During the production of the album The Beatles (1968), also known as the White Album , the Beatles faced recording sessions filled with tension between band members, and the exhausting environment reached the technical team with the departure of Geoff Emerick , the band's sound engineer.
Emerick worked with the Liverpool quartet on Revolver (1968), Sgt. Pepper's Lonely Hearts Club Band (1967), singles like "Paperback Writer" and returning on Abbey Road (1969), but it was on the White Album that he decided to leave the band.
In chaotic recording sessions, it was difficult for Geoff Emerick to manage what everyone was working on and wanted to record. The engineer would go to one room to watch Paul McCartney play and record " Martha My Dear ," then go to another room to see something completely different where John Lennon was testing various sounds on the experimental " Revolution 9. "
It was during Lennon's " Cry Baby Cry " that the guitarist went so far as to belittle Emerick, causing him to quit working on the album and with the Beatles.
An article in the British magazine Far Out revealed what the sound engineer said upon leaving the recording studio and what the atmosphere was like during the recording sessions (via Far Out ):
“I lost interest in the White Album because they were really arguing amongst themselves and cursing each other. I said to George Martin , ‘Look, I’ve had enough. I want to leave. I don’t want to know anything more.’ George said, ‘Well, leave at the end of the week’ – I think it was a Monday or Tuesday – but I said, ‘No, I want to leave now, this very minute.’ And that was it.”

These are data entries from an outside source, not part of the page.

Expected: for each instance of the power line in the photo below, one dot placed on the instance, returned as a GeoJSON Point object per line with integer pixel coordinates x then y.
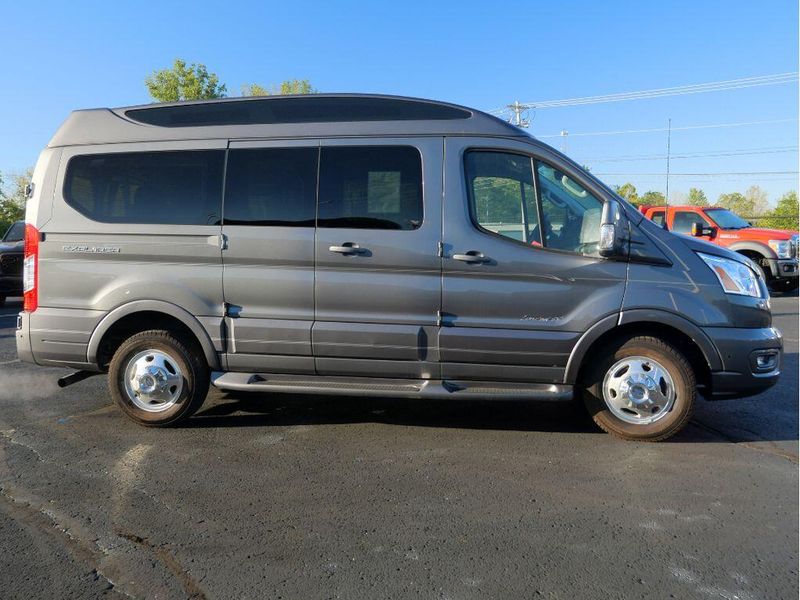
{"type": "Point", "coordinates": [749, 173]}
{"type": "Point", "coordinates": [662, 129]}
{"type": "Point", "coordinates": [713, 86]}
{"type": "Point", "coordinates": [706, 154]}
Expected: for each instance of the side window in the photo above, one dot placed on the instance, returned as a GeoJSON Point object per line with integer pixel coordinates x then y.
{"type": "Point", "coordinates": [502, 199]}
{"type": "Point", "coordinates": [570, 214]}
{"type": "Point", "coordinates": [370, 187]}
{"type": "Point", "coordinates": [175, 187]}
{"type": "Point", "coordinates": [658, 217]}
{"type": "Point", "coordinates": [683, 220]}
{"type": "Point", "coordinates": [271, 186]}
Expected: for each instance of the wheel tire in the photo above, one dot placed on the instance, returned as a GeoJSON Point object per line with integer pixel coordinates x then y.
{"type": "Point", "coordinates": [783, 285]}
{"type": "Point", "coordinates": [676, 365]}
{"type": "Point", "coordinates": [186, 361]}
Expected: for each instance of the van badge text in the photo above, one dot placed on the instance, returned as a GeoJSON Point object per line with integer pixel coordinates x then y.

Geoff Emerick's departure didn't seem to affect how the band was playing. John Lennon, Paul McCartney, George Harrison , and Ringo Starr had just creatively drifted apart, and forcing them into the same room to play the same songs was as much creative torture for them as it had been for the engineer.
The White Album was indicative of the strain in the musical and personal relationship of the Liverpool quartet, which is reflected in a record that sounds more like individual solo albums by each member within a Beatles studio album.